Things To Make and Do

July 02, 2003

Don't say anything but...

For this blog entry you will need to know how Starbucks works. Not in the three-day-orientation-training kind of way, but in the kind of need-to-know way I'm about to impart...

First you want to know that Starbucks stores in the US are almost all corporately owned.

There are Starbuckses in book stores and in airports and though these look like any other Starbucks they're actually licensed. In short Starbucks leases the logo and the brand and the supply chain and the recipes to the individual store and the store operates independently of Starbucks. This means that Starbucks giftcards are not accepted there and that I don't get a discount, either.

So that's store ownership.

When you start you begin as a barista. This means that you take orders and make drinks. Bottom of the totem. If you excel there you might get to be Shift Supervisor which is what I am. You're responsible for the safe, the tills, employee safety - pretty much everything up to making strategy rather than operations decisions.
After that you go to Assistant Manager, Manager and, if you do well enough, you get to oversee the management of a group of stores as a District Manager, a group of districts as Regional Director and so on and so forth right up to the good management jobs in Seattle.

Well, my District Manager told me today that he wants me to apply for an Assistant Manager job at a busy mall store. It'll mean long hours, yes, and hard work too, no doubt - but the money is a hefty step up. Basically it'd be around a 50% pay increase for me which is good.

So I've been pretty jovial all day since, in my experience, you don't generally get told you ought to apply unless they think you're going to be given the job and applying for it just satisfies the requirement that you applied for it in the first place.

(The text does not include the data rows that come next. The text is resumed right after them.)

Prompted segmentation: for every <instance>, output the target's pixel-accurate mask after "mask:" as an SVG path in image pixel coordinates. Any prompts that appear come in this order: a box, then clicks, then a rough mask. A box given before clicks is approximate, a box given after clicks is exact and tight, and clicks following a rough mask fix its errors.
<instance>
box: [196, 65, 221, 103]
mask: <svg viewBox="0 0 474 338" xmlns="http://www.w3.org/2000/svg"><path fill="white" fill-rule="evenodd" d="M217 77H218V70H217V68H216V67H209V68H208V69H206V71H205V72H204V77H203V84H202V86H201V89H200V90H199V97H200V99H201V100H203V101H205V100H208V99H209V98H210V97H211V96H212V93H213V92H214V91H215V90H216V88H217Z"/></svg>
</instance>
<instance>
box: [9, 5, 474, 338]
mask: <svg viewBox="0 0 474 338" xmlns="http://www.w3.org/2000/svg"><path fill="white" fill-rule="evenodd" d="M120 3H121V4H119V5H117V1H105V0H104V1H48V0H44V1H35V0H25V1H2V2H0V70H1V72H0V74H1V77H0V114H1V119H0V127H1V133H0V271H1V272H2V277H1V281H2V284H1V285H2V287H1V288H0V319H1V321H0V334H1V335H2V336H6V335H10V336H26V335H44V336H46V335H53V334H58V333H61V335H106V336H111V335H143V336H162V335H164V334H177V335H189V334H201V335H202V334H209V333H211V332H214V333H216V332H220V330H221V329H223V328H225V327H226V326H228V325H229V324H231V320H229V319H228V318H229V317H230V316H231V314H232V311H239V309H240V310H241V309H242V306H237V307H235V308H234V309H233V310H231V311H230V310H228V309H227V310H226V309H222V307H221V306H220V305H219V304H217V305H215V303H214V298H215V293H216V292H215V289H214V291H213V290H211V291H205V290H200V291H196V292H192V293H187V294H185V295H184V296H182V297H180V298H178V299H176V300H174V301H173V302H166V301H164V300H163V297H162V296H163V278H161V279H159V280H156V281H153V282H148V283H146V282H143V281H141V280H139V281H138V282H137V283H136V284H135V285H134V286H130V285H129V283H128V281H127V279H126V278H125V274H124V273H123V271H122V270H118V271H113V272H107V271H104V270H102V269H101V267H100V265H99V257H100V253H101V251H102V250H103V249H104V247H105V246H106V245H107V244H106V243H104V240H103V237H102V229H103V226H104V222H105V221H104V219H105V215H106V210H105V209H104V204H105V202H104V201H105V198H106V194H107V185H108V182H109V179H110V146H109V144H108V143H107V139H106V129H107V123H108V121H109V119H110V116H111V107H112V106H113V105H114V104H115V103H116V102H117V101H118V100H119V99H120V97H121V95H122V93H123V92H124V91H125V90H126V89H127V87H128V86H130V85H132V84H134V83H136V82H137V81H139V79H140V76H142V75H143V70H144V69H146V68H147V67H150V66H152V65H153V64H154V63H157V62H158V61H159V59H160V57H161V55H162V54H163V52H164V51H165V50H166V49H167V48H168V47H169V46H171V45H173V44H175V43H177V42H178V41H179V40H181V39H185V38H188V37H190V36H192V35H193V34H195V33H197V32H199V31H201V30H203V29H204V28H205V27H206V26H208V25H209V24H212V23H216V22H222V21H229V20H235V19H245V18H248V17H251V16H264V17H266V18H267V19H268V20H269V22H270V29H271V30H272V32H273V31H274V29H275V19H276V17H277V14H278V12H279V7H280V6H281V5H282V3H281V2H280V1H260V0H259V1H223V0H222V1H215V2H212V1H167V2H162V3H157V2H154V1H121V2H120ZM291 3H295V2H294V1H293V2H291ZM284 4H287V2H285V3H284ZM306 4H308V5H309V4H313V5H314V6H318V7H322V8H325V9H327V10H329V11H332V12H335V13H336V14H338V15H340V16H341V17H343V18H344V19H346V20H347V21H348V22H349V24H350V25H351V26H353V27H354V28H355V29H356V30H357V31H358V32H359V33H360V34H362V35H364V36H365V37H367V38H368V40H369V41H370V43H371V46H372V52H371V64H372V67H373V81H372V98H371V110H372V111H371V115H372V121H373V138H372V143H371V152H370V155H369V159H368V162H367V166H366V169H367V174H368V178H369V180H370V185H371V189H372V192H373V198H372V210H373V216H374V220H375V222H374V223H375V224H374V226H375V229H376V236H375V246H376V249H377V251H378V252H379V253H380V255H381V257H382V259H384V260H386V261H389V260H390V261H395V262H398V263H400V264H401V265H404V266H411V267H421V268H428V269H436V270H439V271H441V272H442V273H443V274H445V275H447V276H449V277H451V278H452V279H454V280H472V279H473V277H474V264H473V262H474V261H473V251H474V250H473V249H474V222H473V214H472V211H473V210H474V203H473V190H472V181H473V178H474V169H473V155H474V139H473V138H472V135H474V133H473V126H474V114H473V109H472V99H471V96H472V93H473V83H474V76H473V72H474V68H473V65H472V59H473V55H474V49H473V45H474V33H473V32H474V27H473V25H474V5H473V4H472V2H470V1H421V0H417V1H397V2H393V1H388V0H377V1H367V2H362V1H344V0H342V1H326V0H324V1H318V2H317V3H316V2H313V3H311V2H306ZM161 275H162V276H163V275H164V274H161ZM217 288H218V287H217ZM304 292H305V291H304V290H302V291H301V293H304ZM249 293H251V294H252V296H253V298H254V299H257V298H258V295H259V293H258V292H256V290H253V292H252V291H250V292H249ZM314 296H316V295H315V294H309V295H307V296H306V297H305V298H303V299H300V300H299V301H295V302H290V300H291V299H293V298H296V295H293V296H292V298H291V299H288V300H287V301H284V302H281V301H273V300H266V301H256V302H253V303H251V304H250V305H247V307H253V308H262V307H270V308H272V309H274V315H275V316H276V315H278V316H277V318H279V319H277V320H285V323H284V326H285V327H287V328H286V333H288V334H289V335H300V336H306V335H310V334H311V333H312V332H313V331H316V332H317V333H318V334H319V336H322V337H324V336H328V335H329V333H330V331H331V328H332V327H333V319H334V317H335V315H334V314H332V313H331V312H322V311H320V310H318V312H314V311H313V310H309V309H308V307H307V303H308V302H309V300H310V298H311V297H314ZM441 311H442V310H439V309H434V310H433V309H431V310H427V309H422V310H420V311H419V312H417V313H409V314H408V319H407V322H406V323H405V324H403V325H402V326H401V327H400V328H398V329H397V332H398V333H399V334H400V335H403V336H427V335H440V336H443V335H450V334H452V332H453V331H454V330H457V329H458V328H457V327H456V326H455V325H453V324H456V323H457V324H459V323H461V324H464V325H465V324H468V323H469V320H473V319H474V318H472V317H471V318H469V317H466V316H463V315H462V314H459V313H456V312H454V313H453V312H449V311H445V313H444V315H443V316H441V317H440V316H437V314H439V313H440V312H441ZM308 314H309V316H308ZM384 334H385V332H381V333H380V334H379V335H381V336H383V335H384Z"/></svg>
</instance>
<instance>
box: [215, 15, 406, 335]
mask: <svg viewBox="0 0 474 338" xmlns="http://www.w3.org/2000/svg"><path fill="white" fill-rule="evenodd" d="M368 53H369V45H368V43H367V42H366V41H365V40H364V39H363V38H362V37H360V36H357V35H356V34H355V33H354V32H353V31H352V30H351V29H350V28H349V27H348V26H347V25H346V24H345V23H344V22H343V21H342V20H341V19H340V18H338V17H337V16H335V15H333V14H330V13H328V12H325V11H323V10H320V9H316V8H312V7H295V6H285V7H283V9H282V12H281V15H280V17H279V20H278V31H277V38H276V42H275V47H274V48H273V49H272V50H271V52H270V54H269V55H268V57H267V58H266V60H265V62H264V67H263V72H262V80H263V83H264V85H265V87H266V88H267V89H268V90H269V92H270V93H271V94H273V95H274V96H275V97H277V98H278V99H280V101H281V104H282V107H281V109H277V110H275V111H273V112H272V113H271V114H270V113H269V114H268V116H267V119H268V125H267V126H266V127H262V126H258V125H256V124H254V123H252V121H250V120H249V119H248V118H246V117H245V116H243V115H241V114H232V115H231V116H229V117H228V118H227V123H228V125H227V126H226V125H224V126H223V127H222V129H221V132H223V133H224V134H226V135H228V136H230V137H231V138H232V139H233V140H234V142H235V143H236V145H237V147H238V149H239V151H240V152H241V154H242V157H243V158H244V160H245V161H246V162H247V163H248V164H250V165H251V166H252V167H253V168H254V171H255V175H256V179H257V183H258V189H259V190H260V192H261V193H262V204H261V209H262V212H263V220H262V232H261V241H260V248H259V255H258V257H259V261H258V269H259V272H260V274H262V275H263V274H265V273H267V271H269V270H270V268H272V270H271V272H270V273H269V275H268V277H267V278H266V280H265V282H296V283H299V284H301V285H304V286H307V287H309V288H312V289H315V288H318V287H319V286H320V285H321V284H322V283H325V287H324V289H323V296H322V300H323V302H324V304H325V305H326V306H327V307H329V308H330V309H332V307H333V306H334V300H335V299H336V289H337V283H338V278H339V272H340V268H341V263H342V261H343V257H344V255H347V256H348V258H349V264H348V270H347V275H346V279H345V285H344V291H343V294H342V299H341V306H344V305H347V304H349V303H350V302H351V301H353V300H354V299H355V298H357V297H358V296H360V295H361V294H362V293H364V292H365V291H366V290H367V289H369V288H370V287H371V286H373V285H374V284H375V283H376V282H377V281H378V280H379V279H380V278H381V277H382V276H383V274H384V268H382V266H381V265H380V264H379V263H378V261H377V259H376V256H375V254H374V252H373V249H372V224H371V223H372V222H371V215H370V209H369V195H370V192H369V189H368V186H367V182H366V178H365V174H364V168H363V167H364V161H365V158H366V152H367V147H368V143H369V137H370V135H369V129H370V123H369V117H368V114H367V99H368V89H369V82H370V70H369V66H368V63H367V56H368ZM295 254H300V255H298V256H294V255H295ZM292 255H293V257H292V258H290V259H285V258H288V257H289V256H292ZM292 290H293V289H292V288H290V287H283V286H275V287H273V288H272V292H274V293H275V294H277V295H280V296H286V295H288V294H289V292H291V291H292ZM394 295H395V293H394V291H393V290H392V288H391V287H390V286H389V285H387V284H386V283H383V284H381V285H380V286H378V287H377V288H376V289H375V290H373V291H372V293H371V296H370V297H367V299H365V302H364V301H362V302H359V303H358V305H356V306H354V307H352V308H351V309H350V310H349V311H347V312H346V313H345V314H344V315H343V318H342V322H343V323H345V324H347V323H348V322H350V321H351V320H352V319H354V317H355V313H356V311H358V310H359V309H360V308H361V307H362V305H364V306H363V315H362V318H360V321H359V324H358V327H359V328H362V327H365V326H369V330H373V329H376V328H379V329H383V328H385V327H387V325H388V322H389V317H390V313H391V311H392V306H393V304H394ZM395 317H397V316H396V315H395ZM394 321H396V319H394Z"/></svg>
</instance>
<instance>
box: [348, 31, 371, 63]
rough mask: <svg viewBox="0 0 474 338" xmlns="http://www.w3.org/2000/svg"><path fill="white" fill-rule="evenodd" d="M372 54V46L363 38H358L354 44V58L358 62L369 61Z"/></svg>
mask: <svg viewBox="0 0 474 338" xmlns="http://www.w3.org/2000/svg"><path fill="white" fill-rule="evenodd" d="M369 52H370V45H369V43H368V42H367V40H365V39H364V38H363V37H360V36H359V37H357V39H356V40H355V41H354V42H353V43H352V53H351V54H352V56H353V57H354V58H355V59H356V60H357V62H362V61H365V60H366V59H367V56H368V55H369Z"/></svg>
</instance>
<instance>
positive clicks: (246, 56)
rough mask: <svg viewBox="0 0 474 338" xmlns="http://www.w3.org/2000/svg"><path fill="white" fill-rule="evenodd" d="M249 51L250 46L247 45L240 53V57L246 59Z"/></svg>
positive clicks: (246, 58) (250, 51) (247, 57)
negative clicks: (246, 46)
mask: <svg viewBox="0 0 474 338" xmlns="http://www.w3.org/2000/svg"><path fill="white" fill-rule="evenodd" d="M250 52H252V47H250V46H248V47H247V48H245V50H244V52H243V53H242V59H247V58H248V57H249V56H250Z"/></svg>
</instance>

That's all. I'm excited to be going away for a few days and excited that I might have a new job when I get back.

It's nice that, for once, things seem to be going really well...

July 01, 2003

So Bush is swelling the defense budget again and using it to develop a Hypersonic Stealth Bomber, capable of reaching any target, worldwide within two hours. That's pretty speedy. But I have to ask: when was the last time it was necessary to have that kind of time-critical response?

I'll tell you when I think it was, it was when Ronnie was at the helm and scaring up the threat of nuclear war with the USSR.

"The Soviet Union is acquiring what can only be considered an offensive military force. They have continued to build far more intercontinental ballistic missiles than they could possible need simply to deter an attack."

And doesn't this:

"The calls for cutting back the defense budget come in nice, simple arithmetic. They're the same kind of talk that led the democracies to neglect their defenses in the 1930's and invited the tragedy of World War II. We must not let that grim chapter of history repeat itself through apathy or neglect."

...look a lot like this:

"In the 20th Century, some chose to appease murderous dictators whose threats were allowed to grow into genocide and global war. In this century, when evil men plot chemical, biological and nuclear terror, a policy of appeasement could bring destruction of a kind never before seen on this earth. Terrorists and terrorist states do not reveal these threats with fair notice in formal declarations. And responding to such enemies only after they have struck first is not self defence. It is suicide."

The first is from Reagan's Star Wars speech, March 23, 1983. The second you will probably recognise as GWB in his "Ultimatum to Saddam" speech of March 18, 2003.

Both used the threat of terror and war to justify spending billions on defense, both had a "special relationship" with the British Prime Minister.

Both of them significantly dumbed down the news media and appealed to the far right in the wake of successful and more liberal Democrat presidents.

With Bush on the fundraising trail again for his election next year, I can only hope that his presidency does not follow Reagan's example by serving two terms and then handing over to another Republican. Another nine years of ignorance, fear and underinvestment in the welfare of those who cannot help themselves not what the US or the world needs.